Anne Tyler, the Pulitzer-winning matron of sympathy, demonstrates once again the beauty of understated plenitude with a story of a husband who goes on seeing his dead wife.
Airy. Anne Tyler, whatever else she has done in her 19 novels, is a master of space, a writer who leaves you room to feel, the opposite of the hysterical maximalists. She tells the love story of Aaron, a middle-aged man, and his wife, Dorothy, only that Dorothy is dead, killed by a fallen tree. That doesn’t stop Aaron from continuing to see her. “I was rinsing vegetables for my supper, and I turned from the sink to reach for a towel, and I saw Dorothy.” They have conversations.

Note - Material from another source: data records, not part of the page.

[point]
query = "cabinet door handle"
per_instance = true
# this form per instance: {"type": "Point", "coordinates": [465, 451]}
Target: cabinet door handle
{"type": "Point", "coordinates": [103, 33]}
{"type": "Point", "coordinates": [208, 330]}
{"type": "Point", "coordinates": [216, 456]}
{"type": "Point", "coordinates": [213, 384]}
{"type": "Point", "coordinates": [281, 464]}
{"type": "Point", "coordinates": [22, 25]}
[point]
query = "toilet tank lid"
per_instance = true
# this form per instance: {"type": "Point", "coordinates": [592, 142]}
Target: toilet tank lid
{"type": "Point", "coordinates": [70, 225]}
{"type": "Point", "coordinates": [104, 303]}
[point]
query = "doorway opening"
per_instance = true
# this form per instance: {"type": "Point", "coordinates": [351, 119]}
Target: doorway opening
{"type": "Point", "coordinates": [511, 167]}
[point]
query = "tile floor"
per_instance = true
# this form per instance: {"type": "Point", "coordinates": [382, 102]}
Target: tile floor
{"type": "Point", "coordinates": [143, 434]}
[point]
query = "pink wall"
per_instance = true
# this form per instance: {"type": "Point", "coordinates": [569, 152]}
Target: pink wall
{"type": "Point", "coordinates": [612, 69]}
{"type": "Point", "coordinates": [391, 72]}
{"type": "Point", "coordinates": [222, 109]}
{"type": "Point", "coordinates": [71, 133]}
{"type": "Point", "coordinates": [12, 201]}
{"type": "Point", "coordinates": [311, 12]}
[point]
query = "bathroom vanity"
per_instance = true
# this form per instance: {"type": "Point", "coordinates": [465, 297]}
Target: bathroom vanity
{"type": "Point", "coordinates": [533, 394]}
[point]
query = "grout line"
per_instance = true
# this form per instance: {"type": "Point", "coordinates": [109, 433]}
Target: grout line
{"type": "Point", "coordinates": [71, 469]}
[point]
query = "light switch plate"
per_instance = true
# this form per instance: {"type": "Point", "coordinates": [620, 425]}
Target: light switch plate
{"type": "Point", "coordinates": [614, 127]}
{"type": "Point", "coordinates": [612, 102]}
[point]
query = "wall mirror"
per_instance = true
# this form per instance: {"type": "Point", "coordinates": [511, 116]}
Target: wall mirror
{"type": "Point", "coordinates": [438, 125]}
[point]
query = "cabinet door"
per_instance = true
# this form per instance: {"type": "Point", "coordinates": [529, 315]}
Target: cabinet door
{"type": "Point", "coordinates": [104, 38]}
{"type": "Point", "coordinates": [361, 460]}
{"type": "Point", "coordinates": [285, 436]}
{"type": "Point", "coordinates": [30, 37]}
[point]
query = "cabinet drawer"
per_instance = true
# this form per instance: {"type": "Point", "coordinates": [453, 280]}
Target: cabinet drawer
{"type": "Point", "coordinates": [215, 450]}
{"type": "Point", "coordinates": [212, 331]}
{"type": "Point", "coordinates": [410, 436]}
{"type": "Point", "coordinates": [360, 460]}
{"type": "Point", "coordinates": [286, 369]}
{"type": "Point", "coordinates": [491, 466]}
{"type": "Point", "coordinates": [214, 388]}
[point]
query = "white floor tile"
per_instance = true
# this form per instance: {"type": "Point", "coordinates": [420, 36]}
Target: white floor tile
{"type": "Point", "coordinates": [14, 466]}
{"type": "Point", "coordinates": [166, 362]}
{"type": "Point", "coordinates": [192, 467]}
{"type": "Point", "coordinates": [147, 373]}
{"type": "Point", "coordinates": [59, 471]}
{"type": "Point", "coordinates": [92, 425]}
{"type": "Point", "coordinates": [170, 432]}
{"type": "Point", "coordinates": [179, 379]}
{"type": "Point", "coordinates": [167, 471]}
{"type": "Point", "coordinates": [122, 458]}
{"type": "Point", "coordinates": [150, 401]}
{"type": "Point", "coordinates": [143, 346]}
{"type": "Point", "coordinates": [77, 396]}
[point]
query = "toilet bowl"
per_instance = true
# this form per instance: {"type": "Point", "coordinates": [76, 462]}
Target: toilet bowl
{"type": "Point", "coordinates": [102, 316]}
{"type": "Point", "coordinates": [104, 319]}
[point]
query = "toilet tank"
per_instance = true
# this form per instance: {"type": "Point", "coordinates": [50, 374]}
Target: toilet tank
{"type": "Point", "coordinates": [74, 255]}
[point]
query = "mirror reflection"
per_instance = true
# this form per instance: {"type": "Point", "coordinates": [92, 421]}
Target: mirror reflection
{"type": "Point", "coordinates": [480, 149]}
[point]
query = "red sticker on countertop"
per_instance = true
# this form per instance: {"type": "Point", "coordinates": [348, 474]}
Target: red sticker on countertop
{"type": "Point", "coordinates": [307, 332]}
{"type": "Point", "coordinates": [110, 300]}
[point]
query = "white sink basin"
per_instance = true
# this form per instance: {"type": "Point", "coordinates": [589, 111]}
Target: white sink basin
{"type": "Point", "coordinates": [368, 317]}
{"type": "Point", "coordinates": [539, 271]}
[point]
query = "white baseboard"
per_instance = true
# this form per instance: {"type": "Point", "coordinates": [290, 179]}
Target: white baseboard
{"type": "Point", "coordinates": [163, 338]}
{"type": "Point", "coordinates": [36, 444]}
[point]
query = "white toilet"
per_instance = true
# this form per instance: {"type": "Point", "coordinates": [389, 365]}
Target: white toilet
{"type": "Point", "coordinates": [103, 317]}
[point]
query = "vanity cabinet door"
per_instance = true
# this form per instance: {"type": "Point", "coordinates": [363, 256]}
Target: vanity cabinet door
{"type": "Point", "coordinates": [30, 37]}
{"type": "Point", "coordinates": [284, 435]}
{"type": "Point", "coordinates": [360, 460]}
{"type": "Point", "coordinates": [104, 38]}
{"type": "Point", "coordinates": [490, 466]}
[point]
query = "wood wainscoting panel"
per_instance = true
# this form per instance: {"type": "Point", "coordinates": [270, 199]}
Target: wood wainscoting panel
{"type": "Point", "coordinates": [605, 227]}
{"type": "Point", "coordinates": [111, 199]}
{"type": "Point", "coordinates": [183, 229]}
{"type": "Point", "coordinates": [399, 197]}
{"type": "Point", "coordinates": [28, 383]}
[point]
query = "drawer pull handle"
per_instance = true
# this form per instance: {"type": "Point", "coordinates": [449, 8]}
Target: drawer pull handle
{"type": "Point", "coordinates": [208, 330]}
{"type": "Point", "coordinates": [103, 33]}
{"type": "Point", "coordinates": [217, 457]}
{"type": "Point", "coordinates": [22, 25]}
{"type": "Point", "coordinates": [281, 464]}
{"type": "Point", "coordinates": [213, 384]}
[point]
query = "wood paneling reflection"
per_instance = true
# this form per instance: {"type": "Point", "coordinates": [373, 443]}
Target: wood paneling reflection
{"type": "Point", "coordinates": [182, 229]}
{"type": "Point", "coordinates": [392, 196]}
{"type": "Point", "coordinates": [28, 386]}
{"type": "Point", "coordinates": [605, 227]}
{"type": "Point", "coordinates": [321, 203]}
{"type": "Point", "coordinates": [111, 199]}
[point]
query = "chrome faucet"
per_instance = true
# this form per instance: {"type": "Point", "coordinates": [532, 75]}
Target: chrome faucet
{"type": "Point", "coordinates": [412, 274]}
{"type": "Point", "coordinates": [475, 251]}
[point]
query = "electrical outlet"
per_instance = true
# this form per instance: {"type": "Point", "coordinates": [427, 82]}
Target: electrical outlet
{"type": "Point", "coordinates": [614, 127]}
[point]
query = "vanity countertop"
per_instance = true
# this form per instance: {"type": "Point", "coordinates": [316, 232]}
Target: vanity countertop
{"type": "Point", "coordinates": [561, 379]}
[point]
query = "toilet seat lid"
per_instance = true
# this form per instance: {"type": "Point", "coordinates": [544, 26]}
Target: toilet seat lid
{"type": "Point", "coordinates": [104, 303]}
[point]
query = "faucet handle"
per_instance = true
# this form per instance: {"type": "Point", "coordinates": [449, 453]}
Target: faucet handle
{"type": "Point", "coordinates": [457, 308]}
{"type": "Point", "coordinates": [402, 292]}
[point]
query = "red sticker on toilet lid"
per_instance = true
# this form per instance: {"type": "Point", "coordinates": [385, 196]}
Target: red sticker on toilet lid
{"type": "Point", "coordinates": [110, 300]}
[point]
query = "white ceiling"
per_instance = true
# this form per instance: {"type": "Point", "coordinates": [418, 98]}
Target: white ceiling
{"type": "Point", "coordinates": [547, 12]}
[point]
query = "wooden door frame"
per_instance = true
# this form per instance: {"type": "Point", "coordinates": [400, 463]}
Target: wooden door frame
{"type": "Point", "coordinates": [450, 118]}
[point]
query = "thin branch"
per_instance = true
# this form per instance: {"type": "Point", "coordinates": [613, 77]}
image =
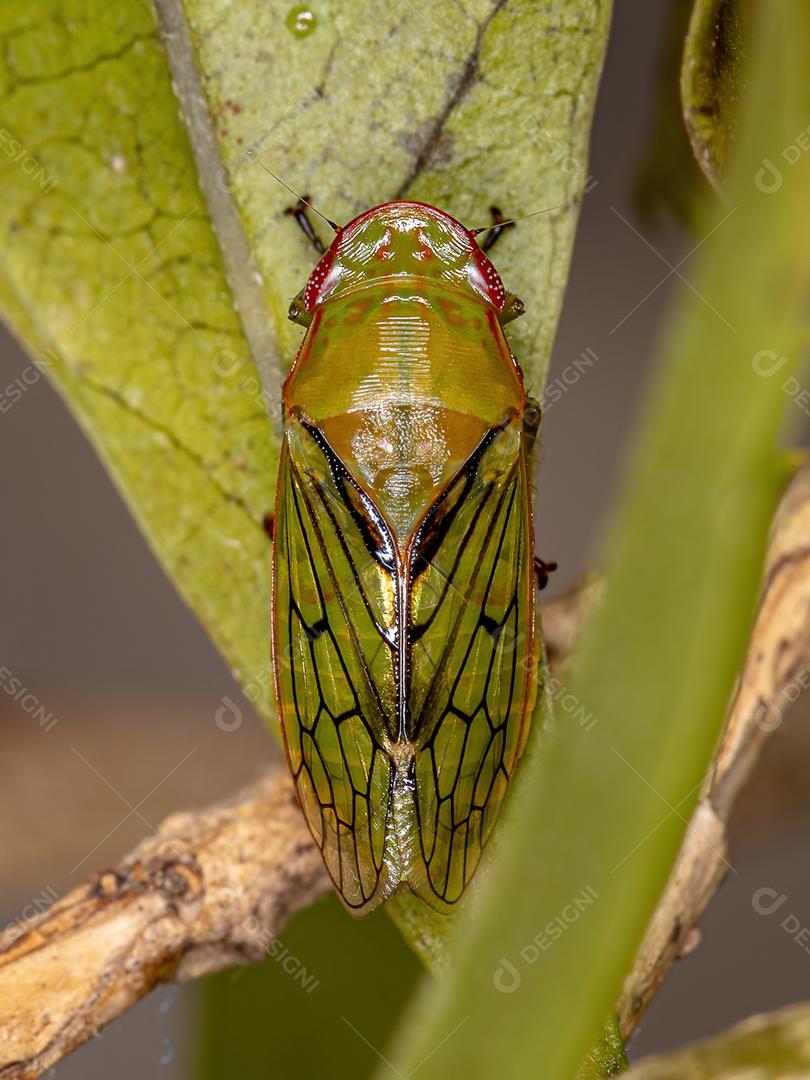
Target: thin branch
{"type": "Point", "coordinates": [211, 891]}
{"type": "Point", "coordinates": [777, 669]}
{"type": "Point", "coordinates": [771, 1044]}
{"type": "Point", "coordinates": [217, 885]}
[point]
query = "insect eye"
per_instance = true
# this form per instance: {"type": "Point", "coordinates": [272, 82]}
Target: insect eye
{"type": "Point", "coordinates": [531, 416]}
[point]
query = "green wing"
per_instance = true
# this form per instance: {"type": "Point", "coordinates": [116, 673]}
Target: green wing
{"type": "Point", "coordinates": [472, 659]}
{"type": "Point", "coordinates": [334, 620]}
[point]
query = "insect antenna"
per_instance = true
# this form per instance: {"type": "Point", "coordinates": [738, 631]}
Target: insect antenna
{"type": "Point", "coordinates": [549, 210]}
{"type": "Point", "coordinates": [300, 198]}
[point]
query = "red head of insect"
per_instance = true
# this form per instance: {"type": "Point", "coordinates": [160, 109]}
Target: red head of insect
{"type": "Point", "coordinates": [404, 241]}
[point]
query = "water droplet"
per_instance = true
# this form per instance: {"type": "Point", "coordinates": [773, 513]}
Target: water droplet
{"type": "Point", "coordinates": [301, 22]}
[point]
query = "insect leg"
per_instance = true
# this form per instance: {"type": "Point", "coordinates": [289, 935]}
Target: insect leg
{"type": "Point", "coordinates": [299, 213]}
{"type": "Point", "coordinates": [542, 569]}
{"type": "Point", "coordinates": [500, 227]}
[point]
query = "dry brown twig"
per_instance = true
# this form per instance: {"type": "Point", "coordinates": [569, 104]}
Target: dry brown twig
{"type": "Point", "coordinates": [216, 885]}
{"type": "Point", "coordinates": [777, 667]}
{"type": "Point", "coordinates": [207, 892]}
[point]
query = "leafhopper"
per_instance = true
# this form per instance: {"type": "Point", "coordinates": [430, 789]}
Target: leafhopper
{"type": "Point", "coordinates": [403, 601]}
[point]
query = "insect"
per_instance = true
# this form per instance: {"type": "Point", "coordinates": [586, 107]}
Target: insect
{"type": "Point", "coordinates": [403, 636]}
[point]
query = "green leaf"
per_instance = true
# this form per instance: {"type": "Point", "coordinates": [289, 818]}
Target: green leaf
{"type": "Point", "coordinates": [111, 274]}
{"type": "Point", "coordinates": [712, 81]}
{"type": "Point", "coordinates": [171, 347]}
{"type": "Point", "coordinates": [775, 1045]}
{"type": "Point", "coordinates": [458, 104]}
{"type": "Point", "coordinates": [602, 804]}
{"type": "Point", "coordinates": [298, 1013]}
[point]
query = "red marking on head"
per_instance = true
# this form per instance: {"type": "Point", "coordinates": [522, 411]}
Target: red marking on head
{"type": "Point", "coordinates": [404, 234]}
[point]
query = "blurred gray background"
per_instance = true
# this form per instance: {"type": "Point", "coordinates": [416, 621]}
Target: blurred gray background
{"type": "Point", "coordinates": [91, 624]}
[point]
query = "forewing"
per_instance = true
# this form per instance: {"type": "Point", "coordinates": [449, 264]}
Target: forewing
{"type": "Point", "coordinates": [472, 659]}
{"type": "Point", "coordinates": [333, 619]}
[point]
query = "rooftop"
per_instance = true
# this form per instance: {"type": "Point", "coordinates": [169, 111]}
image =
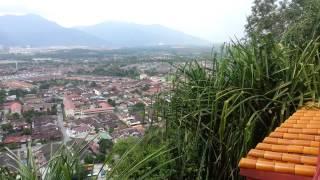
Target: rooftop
{"type": "Point", "coordinates": [290, 152]}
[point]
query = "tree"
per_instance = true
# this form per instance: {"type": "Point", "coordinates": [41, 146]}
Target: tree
{"type": "Point", "coordinates": [7, 127]}
{"type": "Point", "coordinates": [88, 159]}
{"type": "Point", "coordinates": [265, 19]}
{"type": "Point", "coordinates": [100, 158]}
{"type": "Point", "coordinates": [93, 84]}
{"type": "Point", "coordinates": [26, 131]}
{"type": "Point", "coordinates": [112, 102]}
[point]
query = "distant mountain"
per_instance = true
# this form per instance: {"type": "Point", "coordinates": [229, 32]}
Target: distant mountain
{"type": "Point", "coordinates": [36, 31]}
{"type": "Point", "coordinates": [129, 35]}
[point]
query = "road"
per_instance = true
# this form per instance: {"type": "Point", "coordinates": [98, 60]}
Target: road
{"type": "Point", "coordinates": [61, 124]}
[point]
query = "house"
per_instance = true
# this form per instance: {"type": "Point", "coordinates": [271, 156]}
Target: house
{"type": "Point", "coordinates": [12, 107]}
{"type": "Point", "coordinates": [290, 152]}
{"type": "Point", "coordinates": [16, 139]}
{"type": "Point", "coordinates": [69, 107]}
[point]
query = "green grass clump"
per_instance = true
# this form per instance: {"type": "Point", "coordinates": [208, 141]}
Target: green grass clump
{"type": "Point", "coordinates": [216, 114]}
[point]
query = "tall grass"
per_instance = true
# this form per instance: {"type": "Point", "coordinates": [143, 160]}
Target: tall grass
{"type": "Point", "coordinates": [214, 114]}
{"type": "Point", "coordinates": [217, 113]}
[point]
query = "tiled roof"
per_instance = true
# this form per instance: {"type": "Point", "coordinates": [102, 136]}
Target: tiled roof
{"type": "Point", "coordinates": [293, 148]}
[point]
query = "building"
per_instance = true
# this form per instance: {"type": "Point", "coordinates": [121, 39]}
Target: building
{"type": "Point", "coordinates": [12, 107]}
{"type": "Point", "coordinates": [69, 107]}
{"type": "Point", "coordinates": [290, 152]}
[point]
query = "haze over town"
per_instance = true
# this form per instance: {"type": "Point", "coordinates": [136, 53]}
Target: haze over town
{"type": "Point", "coordinates": [212, 20]}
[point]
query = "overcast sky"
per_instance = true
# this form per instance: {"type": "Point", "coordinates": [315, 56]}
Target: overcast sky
{"type": "Point", "coordinates": [214, 20]}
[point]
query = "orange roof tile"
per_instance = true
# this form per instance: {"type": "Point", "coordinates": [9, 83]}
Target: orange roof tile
{"type": "Point", "coordinates": [293, 148]}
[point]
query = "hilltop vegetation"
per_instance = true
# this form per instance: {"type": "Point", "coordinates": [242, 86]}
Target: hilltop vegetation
{"type": "Point", "coordinates": [215, 114]}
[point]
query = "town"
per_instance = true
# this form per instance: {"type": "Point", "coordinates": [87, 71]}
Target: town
{"type": "Point", "coordinates": [48, 102]}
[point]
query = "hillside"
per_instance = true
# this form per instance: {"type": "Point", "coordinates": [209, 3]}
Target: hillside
{"type": "Point", "coordinates": [129, 35]}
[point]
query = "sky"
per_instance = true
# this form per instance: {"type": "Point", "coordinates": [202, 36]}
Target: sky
{"type": "Point", "coordinates": [213, 20]}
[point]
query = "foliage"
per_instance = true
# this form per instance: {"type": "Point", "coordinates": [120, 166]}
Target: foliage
{"type": "Point", "coordinates": [112, 102]}
{"type": "Point", "coordinates": [89, 159]}
{"type": "Point", "coordinates": [26, 131]}
{"type": "Point", "coordinates": [215, 115]}
{"type": "Point", "coordinates": [3, 96]}
{"type": "Point", "coordinates": [146, 158]}
{"type": "Point", "coordinates": [7, 127]}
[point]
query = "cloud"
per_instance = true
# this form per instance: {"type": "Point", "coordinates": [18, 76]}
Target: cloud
{"type": "Point", "coordinates": [211, 19]}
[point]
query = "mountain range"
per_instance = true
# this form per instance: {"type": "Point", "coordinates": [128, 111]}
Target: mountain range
{"type": "Point", "coordinates": [36, 31]}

They take walks. They love each other. And why not? This is not Patrick Swayze and Demi Moore, and the muted tones are very deliberate. Tyler is one of the least physical, crying-out-for-attention novelists America has ever produced, and her novels, always remarkable, envelop you without ever squeezing hard—they leave an impression but not a bruise. Sometimes you want her to push harder, to knock you out with something essential and impossible to ignore, but she is too fine to oblige. She is comfortable in her semi-suburban, semi-elegiac, semi-Southern limbo, so why budge? Take Aaron and Dorothy. The space between them is vast and multidimensional, but at the same time they are closer than most souls. Aaron has absorbed Dorothy and will never let go. Why would he?